UF Study: Families Stay On Welfare When Fathers Have Many Children

December 27, 2001

GAINESVILLE, Fla. — It’s the deadbeat dad, not the “welfare mom,” who is less likely to lift a family off social assistance programs, a new University of Florida study finds.

“The woman who has children by more than one man has become a pariah in society,” said Barbara Roth, a research analyst for UF’s Center for Humanities and Social Science Research who did the study for her doctoral dissertation in political science. “Yet this study found that men who have more children by multiple partners and remain absent from the home are a key factor in reducing the chances of a family getting off welfare.”

The fathers likely do not have the financial resources to pay child support for many children who may live in different homes, she said.

Using statewide computer records, Roth studied what factors affected case outcomes of 740 families in eight Florida counties who received Aid to Families with Dependent Children benefits shortly before the program was eliminated as part of the 1996 Federal Welfare Reform Act.

In her study, there were 1,124 men and 141 women who were absent parents. When the absent parent had other children with another partner, the family in her sample was 18 percent less likely to get off welfare at six months after the beginning of the study, she said.

The ‘absent parent’ has become increasingly part of the popular language with growing concerns over child support, but only as a source of money, said Roth, who handled welfare cases in north Central Florida for 10 years as a social worker for the state Department of Health and Rehabilitative Services.

“We need to look at the type of man who has many children by many women,” she said. “This may be a predatory male who is not taking responsibility for his own behavior.”

The UF study also found that the number of children a woman had made little or no difference in her ability to get off welfare. “This is much different than the ‘panic’ that describes welfare women as a population constantly having children out of wedlock,” she said.

Surprisingly, Roth said, mothers of children under age 3 were just as likely to leave the welfare system as women with older children.

“I really thought that if you had a young child still in diapers that you were going to have a lot more difficulty obtaining work because child care would be an issue,” she said.

Perhaps the growth of day-care options over the last 10 years or the reliance on family members or friends as temporary caretakers is a factor, Roth said.

In another finding, the race of the head of household had no bearing on a family’s chances of leaving welfare, she said.

“Given the history of discrimination against African Americans in the job market and of being perceived as a more problematic population within welfare policies, this was an unexpected result,” she said.

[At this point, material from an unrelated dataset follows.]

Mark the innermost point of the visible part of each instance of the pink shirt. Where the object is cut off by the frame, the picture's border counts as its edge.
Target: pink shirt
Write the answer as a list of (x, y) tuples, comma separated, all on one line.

More black households (49.3 percent) than white households (36.1 percent) had their welfare cases closed because they found a job, the study showed.

“I think the stereotype of African Americans not working has always been wrong,” Roth said. “They’re working hard, but many work at jobs that don’t pull them out of poverty.”

Working in a fast-food restaurant, for example, usually means getting part-time shifts that change weekly, making it difficult to arrange child care, she said.

And regardless of the type of job the parent holds, having children get sick means leaving work to take them home and care for them, Roth said. “In my personal experience as a social worker, some women got fired because they had to pick up their child,” she said.

That 52 percent of the welfare recipients in the study had at least some work in the year prior to the study runs counter to the argument that welfare recipients do not want to work, she said.

“Getting work is only the beginning of the process of getting out of poverty,” Roth said. “It’s getting work that pays a living wage and that has benefits.”